The Outcast Dead……………
I have been mulling over the title of my blog in recent weeks. After the ending of my residency in the crypt, I have been asking myself whether I can continue to blog as In Memorium.
The title itself speaks of memory, death and the eternal – all ideas which I explore within my work.
Rites of passage, femininity, fragility and corporeal/temporal ritual and symbolism weave through my work as well, reconstructing threads of life lived and unlived as emotional lineage and genealogy.
And so, as I mulled, it was by chance that I stumbled upon the festooned gates of a medieval burial ground in a London back street at the weekend.
A plaque announced it was Cross Bones Graveyard – once an unconsecrated burial ground for the prostitutes who worked the Southwark stews.
More long-dead women……
My work is so often drawn to the lives of women, from the stories told through the history of garments to the unlived lives of the young girls who died of TB in Hastings – and so it is again.

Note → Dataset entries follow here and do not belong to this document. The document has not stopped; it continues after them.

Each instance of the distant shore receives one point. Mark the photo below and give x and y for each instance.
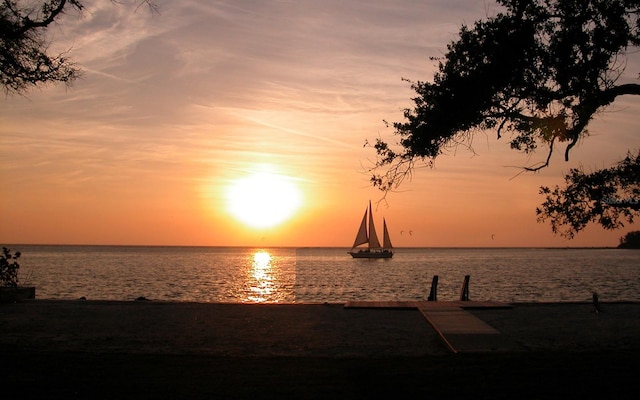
(146, 349)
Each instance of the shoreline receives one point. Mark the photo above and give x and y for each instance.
(149, 349)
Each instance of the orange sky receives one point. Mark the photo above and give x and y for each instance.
(173, 109)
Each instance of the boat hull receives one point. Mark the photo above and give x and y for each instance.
(371, 254)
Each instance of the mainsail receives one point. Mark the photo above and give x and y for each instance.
(367, 235)
(386, 239)
(362, 237)
(374, 243)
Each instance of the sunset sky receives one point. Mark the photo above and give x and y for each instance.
(175, 112)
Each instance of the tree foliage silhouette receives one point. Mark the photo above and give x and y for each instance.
(25, 61)
(538, 71)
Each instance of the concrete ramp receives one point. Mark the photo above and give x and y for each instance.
(460, 330)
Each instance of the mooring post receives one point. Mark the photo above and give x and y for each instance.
(464, 293)
(433, 294)
(596, 301)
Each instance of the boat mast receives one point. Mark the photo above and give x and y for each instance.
(374, 243)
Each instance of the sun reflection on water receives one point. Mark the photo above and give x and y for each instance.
(261, 278)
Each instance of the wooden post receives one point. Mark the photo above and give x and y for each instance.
(433, 294)
(464, 293)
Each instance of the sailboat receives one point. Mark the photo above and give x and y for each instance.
(370, 238)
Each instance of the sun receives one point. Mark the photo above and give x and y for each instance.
(264, 199)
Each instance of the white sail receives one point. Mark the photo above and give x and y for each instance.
(374, 243)
(386, 239)
(361, 237)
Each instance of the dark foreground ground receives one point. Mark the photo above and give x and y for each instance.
(149, 350)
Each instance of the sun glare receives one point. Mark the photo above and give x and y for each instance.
(264, 199)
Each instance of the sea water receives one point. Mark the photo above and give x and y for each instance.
(310, 275)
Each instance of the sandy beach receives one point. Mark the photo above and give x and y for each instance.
(146, 349)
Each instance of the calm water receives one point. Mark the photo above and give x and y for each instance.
(217, 274)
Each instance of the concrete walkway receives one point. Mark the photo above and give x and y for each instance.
(460, 330)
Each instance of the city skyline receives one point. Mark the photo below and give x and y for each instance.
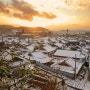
(51, 14)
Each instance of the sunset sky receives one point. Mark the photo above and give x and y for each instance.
(51, 14)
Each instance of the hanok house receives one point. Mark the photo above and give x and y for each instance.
(68, 67)
(71, 54)
(40, 57)
(73, 42)
(49, 49)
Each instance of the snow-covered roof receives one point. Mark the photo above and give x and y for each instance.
(31, 47)
(59, 44)
(70, 68)
(40, 57)
(67, 53)
(49, 48)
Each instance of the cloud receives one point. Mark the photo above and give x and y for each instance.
(23, 10)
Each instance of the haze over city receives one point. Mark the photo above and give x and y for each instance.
(50, 14)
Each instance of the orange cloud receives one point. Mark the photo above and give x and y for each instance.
(23, 10)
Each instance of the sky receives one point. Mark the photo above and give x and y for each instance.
(51, 14)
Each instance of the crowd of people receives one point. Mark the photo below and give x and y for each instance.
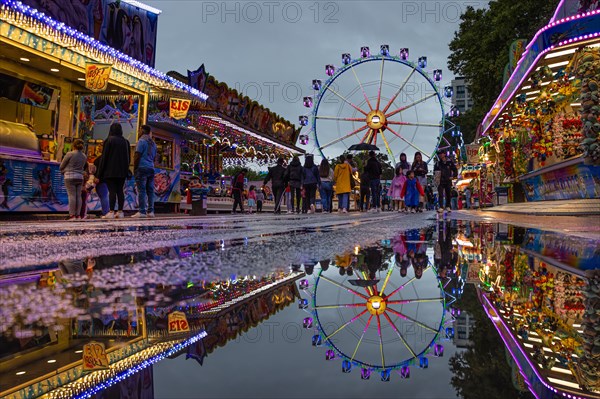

At the point of walking away from In Memorium, I found this well-known place; this site of unspeakable misery and neglect. This place of hurt and healing where contemporary locals have placed trinkets and charms, ribbons and flowers, hearts and poems to honour those ‘single women’ ie prostitutes who walked the brutal path between brothel and graveyard that their fortune and fate decreed; many never leaving childhood.
This flurry of ribbons, Madonnas, corn dolls, costume jewellery and a few handwritten names, are attached to the Red Gates.
It is an incredibly poignant memorial to the anonymous women and children who died here of TB, Syphilis, Vitamin D deficiency and malnutrition/neglect.
Vigils are held here, each Halloween there is a candle-lit walk to Cross Bones, honouring the ‘Winchester Geese’ (so-called because the prostitutes were licensed to ply their trade by the Bishop of Winchester), those women who lived and died in their thousands on this small patch of disused land.
The site, which became a pauper’s cemetery in the 19th century, has a strange and beautiful power – and it pulls me back into my working process almost as an act of love.